Os números atualizados até a data de hoje, 27 de março, mostram que Portugal tem 4.268 infectados e 76 mortos pelo novo Coronavírus. Na Espanha os números são assustadores: 4.858 mortos e 64.059 infectados no país.
A preocupação com os parentes brasileiros é grande. “Estou muito apreensiva com quem está aí… Tenho tios com mais de 70 anos, que embora estejam em Natal, onde há mais recursos, o sistema de saúde não comporta a demanda, caso haja muitos infectados. Além disso, tenho família no interior do Estado, em Lajes e Assú. A situação é pior, pois há menos recursos e parece que as pessoas não acreditam muito na gravidade do vírus, falo isso pelo meu pai e tios que continuam a sair de casa normalmente”, lamenta Ceres.

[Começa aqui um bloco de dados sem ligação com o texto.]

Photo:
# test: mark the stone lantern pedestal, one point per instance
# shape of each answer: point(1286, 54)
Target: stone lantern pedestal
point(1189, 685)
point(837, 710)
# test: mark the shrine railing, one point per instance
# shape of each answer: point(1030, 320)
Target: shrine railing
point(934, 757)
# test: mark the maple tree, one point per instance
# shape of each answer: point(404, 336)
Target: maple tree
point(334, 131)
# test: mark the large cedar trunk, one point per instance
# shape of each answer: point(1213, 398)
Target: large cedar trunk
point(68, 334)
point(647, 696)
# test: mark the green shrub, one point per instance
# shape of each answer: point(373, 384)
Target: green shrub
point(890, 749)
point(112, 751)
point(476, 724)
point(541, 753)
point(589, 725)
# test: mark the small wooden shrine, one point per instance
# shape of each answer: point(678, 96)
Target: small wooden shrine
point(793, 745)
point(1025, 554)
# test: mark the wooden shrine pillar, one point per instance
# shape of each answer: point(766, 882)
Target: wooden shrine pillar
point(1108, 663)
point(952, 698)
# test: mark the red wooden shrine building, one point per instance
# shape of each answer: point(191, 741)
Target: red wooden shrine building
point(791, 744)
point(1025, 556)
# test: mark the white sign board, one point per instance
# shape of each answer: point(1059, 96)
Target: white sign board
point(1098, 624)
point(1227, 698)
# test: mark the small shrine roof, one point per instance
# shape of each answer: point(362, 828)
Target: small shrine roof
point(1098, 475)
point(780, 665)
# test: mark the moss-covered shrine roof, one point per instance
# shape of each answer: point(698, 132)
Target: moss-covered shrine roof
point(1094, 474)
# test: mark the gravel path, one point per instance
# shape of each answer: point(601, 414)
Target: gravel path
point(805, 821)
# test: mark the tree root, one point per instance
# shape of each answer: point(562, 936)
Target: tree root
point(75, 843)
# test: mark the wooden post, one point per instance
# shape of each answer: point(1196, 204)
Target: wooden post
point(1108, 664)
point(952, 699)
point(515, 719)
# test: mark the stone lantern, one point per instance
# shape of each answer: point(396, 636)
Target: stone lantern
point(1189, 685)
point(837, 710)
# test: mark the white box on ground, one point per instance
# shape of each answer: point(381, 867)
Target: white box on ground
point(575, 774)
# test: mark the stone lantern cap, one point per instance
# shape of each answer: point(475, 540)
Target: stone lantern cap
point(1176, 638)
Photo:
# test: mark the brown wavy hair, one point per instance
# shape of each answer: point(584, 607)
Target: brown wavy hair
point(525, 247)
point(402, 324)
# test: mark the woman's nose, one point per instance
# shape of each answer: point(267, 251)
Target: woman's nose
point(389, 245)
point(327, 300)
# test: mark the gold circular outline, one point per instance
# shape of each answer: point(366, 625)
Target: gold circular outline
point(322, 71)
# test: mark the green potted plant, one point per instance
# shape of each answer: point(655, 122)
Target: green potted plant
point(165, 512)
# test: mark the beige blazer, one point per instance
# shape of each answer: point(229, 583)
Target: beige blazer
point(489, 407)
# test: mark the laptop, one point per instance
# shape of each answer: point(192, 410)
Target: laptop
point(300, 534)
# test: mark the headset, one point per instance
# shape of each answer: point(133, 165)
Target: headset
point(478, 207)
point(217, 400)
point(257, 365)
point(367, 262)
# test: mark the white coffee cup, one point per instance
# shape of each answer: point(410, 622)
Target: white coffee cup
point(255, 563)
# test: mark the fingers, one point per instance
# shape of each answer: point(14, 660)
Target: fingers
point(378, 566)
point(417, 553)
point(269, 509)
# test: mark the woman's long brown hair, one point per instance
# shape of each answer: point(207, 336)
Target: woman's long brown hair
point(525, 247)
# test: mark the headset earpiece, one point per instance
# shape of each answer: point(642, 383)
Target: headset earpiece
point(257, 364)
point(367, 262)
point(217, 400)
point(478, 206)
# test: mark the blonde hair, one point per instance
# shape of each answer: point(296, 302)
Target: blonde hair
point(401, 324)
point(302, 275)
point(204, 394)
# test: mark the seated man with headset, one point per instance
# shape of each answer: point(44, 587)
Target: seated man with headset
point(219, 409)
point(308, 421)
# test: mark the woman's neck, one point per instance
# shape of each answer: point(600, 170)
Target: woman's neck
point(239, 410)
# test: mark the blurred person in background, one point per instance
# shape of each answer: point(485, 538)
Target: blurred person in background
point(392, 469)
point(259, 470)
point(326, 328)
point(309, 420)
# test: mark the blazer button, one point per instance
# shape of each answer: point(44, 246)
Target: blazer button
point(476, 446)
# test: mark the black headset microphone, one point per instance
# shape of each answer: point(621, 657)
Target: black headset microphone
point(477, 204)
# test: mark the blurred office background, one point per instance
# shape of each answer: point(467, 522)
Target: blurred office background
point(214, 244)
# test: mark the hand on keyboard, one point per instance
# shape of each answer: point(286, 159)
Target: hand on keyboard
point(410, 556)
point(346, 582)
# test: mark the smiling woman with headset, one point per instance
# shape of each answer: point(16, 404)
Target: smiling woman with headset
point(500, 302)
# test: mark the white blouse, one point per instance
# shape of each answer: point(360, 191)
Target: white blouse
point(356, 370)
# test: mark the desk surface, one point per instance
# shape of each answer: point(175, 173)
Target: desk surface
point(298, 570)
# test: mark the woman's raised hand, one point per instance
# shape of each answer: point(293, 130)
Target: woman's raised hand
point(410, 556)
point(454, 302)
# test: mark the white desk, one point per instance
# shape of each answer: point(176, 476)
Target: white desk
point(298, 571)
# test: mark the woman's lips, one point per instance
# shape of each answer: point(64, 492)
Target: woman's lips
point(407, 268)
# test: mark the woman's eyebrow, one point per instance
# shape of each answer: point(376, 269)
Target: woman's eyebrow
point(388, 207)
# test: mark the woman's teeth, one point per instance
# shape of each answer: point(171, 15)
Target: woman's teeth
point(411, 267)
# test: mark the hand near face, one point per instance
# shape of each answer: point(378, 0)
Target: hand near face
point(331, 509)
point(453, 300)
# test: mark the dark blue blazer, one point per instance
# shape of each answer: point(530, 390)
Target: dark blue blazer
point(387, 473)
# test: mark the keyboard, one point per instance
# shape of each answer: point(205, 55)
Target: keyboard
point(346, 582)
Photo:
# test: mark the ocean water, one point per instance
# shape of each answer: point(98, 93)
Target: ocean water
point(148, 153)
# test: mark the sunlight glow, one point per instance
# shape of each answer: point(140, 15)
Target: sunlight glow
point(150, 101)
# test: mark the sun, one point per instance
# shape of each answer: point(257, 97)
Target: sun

Com relação à pesquisa, a professora conta que tem tido reuniões semanais com o orientador por videoconferência e sempre se comunica com ele por e-mail. “Faço parte de um projeto de pesquisa e sou bolsista InescTec. Desde o dia 10 de março estou desenvolvendo os trabalhos em casa, mas não tem sido fácil com três crianças em casa”, explica Ceres, deixando um recado final: “Estamos na torcida para que tudo passe logo aqui e principalmente aí no Brasil. Continuaremos em casa e espero que vocês consigam continuar também”.